What is missing from the third film, which my husband and I saw last week, is detail. Detail about Lisbeth's surgery, detail about Blomkvist's slow uncovering of the conspiracy, detail about Lisbeth's autobiography, and detail about her trial. In the book all these things are quite complicated--the mystery slowly reveals itself through careful research and fiendishly clever hacking; in the film they appear much, much, too simple. Of course, if the film had given me the detail I so desperately wanted, it probably would have been six hours long. As much as I wouldn't have minded that, I understand why cuts had to me made. My disappointment is that they cut so much that they completely destroyed the slow revelation of the mystery, which, in the book, is compelling. It's true, though, that this book is not like the others--Lisbeth spends it lying in a hospital bed and then sitting in jail, not kicking ass like we're used to. This was hard to adjust to in the book, and it's a fatal flaw in the movie, which critics, such as my husband, describe as "boring." In the book, though, it all comes together in a trial in which Lisbeth, with the help of Blomkvist's sister Annika, presents a brilliant defense and kicks some (metaphorical) patriarchical ass and gain her independence.
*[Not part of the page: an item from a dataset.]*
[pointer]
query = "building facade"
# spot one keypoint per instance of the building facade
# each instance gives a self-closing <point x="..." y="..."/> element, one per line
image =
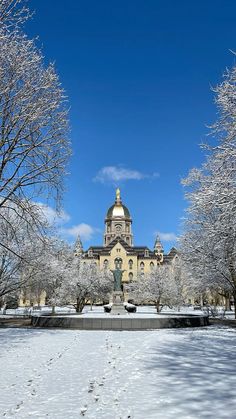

In the movie the trial does not come off as brilliant, but rather haphazard and almost "lucky." Lisbeth is saved not because of Blomkvist's months of research and her hacking skills, but because her friend Plague manages to hack just the right computer at just the right time and provide just the right evidence to impeach the lead witness for the prosecution. It's almost as if the movie is too subtle in its depiction of the trial--we see so little use of Lisbeth's autobiography, so few incidents of Telborian accusing her of paranoid schizophrenia, that there almost isn't a "hah! Who's a paranoid schizophrenic now!" moment when Telborian is proved to be a liar. I didn't hate the movie--I got to see Lisbeth in full mufti, after all--but for me it just didn't do the book justice.

1 comment:

  1. ooh, thank you. I wanted to read a review by someone who dug the books.